Monsignor Lorenzo Albacete on reason, money, sex, and God.
Mar 10, 2003, Vol. 8, No. 25 • By JOHN ZMIRAK
God at the Ritz
MAYBE YOU HAVEN'T HEARD OF HIM, since he spends most of his considerable talent reaching out to liberals, but Monsignor Lorenzo Albacete is a unique figure in American Catholicism. A big, jowly smoker, a trained physicist and moral theologian, Monty Python aficionado and confidante of Cardinal Ratzinger, Albacete comes across in person and print like Erasmus of Rotterdam, as revised by Rabelais. He appears as a "religion commentator" in the New York Times Magazine, the New Yorker, and on television with Charlie Rose and Bill Moyers--venues where one has come to expect dissident theologians, burnt-out nuns, and unfrocked priests who've found peace with Marx or Buddha.
But Albacete is a perfectly orthodox Catholic: He is the theological director of Communion and Liberation, an Italian-founded "lay movement" that appeals to artsy, high-strung Catholics. (Imagine if Woody Allen's movies depicted Irish-Americans struggling with chastity and just-war theory while juggling day jobs and revising their screenplays--such people exist, and C & L helps keep them sane.)
In "God at the Ritz," Albacete has crafted a subtle, wry, and gentle book--a deeply personal investigation of the "ultimate questions" that vex contemporary Westerners, written very much in the spirit of Walker Percy, whom he reveres.

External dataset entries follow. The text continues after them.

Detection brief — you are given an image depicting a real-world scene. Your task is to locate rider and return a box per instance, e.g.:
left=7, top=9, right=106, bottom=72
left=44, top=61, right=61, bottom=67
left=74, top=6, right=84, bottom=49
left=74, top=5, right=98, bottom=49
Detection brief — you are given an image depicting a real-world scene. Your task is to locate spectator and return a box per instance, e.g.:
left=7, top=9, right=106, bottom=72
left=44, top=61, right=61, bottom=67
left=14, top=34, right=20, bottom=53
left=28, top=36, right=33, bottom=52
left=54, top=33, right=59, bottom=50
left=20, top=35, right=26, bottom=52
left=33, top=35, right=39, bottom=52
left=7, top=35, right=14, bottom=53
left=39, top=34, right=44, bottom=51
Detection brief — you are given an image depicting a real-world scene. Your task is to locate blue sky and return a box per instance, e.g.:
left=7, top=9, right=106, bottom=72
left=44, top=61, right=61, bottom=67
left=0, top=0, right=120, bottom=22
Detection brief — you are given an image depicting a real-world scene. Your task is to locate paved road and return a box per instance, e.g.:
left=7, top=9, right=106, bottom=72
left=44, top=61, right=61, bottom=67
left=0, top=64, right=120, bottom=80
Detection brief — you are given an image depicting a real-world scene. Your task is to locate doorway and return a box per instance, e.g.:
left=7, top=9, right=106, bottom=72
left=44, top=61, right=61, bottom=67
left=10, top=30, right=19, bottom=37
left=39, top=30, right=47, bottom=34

In short chapters that read like extended pensées, with disarming titles such as "Of memes and genes" and "The real beer," Albacete tackles the four basic objections he discerns at the heart of contemporary resistance to faith: (1) the perception that science demands a rejection of religious belief; (2) the seeming arbitrariness of traditional sexual ethics; (3) the dangers of fundamentalism; (4) the scandal of suffering.

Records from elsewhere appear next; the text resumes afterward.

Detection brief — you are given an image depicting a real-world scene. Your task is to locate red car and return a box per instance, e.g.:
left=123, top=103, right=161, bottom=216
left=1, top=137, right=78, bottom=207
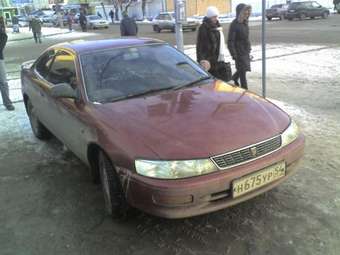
left=21, top=39, right=304, bottom=218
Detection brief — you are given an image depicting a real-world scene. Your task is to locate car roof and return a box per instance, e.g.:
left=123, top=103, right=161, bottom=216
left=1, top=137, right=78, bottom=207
left=55, top=38, right=166, bottom=54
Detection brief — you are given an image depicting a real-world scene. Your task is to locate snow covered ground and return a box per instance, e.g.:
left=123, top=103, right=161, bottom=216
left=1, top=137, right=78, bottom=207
left=7, top=27, right=94, bottom=43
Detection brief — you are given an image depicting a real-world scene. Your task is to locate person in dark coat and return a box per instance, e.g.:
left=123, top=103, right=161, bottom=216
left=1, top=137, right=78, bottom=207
left=228, top=4, right=251, bottom=89
left=109, top=10, right=115, bottom=24
left=120, top=12, right=138, bottom=36
left=79, top=12, right=87, bottom=32
left=67, top=12, right=73, bottom=32
left=0, top=16, right=14, bottom=111
left=196, top=6, right=225, bottom=77
left=29, top=17, right=42, bottom=43
left=12, top=16, right=20, bottom=33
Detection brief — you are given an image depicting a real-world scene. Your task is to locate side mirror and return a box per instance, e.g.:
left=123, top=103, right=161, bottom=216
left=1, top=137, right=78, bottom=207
left=51, top=83, right=79, bottom=99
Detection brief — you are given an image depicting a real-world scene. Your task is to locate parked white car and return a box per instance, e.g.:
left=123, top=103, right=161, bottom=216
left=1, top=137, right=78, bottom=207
left=86, top=15, right=110, bottom=29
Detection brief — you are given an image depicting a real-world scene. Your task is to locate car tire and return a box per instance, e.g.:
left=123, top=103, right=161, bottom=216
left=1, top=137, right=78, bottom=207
left=98, top=151, right=129, bottom=219
left=153, top=26, right=161, bottom=33
left=26, top=100, right=51, bottom=140
left=299, top=13, right=307, bottom=20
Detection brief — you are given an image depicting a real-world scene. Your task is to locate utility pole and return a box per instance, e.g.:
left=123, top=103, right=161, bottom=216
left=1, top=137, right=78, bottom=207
left=174, top=0, right=186, bottom=52
left=262, top=0, right=266, bottom=97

Beginning with an easy humor and a well-affected worldliness, Albacete swiftly moves into deeper waters, taking seriously the difficulties that postmodern man encounters on the road to Mt. Sinai. As a scientist himself, Albacete starts with a sympathetic look at the attempts of several science theorists to address, dismiss, or explore the ultimate questions raised by religious inquiry. Reading Seymour Jonathan Singer's "The Splendid Feast of Reason," Albacete notes respectfully the scientist's attempt, at age sixty, to move from explanations of human biology to an exploration of the human condition. Singer chooses to follow a "lustrous vein of gold, shining forth from an otherwise dismal human landscape . . . that marvelous and uniquely human virtue, rationality and [its] most significant offspring, modern Western science." Albacete shares Singer's passion for rationality.

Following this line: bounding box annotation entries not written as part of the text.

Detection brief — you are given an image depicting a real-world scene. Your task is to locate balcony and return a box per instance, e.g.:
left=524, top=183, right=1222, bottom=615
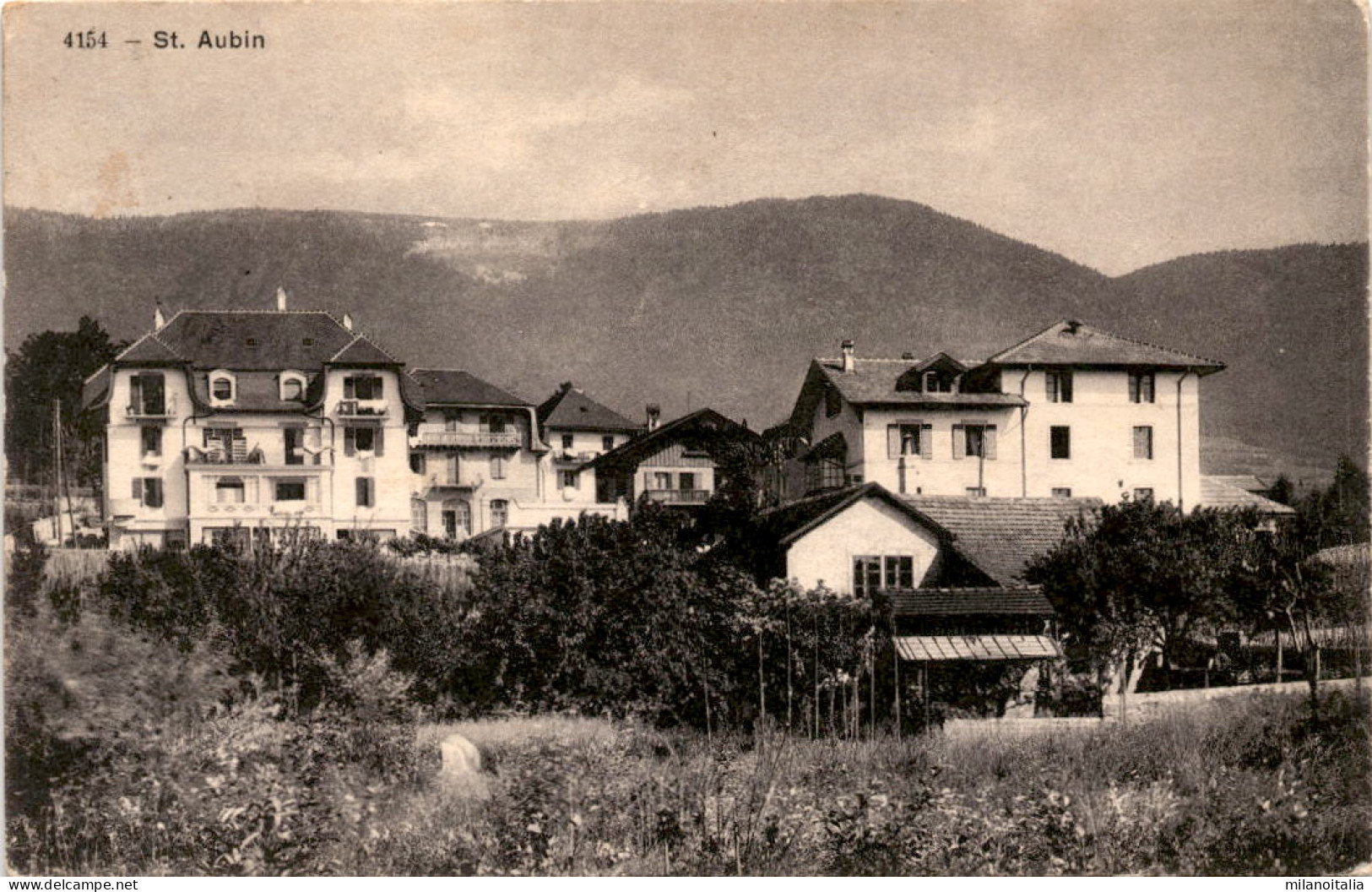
left=415, top=472, right=485, bottom=492
left=415, top=431, right=523, bottom=449
left=123, top=397, right=176, bottom=422
left=553, top=449, right=601, bottom=465
left=643, top=490, right=712, bottom=505
left=335, top=400, right=386, bottom=422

Yet when Singer comes across religious questions, Albacete notes, the scientist seems to slam shut his mind and drop the stance of open inquiry that makes knowledge possible--or even attractive. Singer suppresses the questions raised by existential matters, attributing "the origins of religion to ignorance about the relation between particular causes and their effects, which give rise to fear of the unknown," as Albacete recounts with an almost audible sigh. He gently deflates Singer's old-fashioned positivism, responding that "the religious impulse is born not of fear but of desire. For this reason, personal commitments, feelings, passions, emotions, and concerns are components of the religious experience because they are an inescapable and essential part of human desire."
Albacete mourns the easy willingness of so many moderns to reduce their desire, truncating the part of their souls that craves ultimate meaning for the sake of a transitory contentment. In fact, as he demonstrates from Singer's own work and that of several eminent scientific writers, the very motives that drive them to pursue the noble path of science--the love of truth, the desire to share it with others--elude their reductionist theories. It is only by reaching beyond the self-enclosed world of observable, testable phenomena, into the realm of meaning and mystery, that one may begin to understand the human heart, including the scientist's.
By mystery, Albacete does not mean what is not yet known, or simply puzzling, but rather those aspects of life that are impermeable to the discursive reason that is so blazingly useful for the theoretical understanding and technological mastery of the material universe. In the realm of mystery, following Percy, Albacete includes both God and the Self. He contrasts the knowledge a pathologist might have of the human body with the knowledge she has of her husband's body in the act of love. Is one of these types of knowledge false or trivial? To denigrate either mode of knowing, for Albacete, means lapsing into self-willed blindness, a blinkered and incomplete view of life.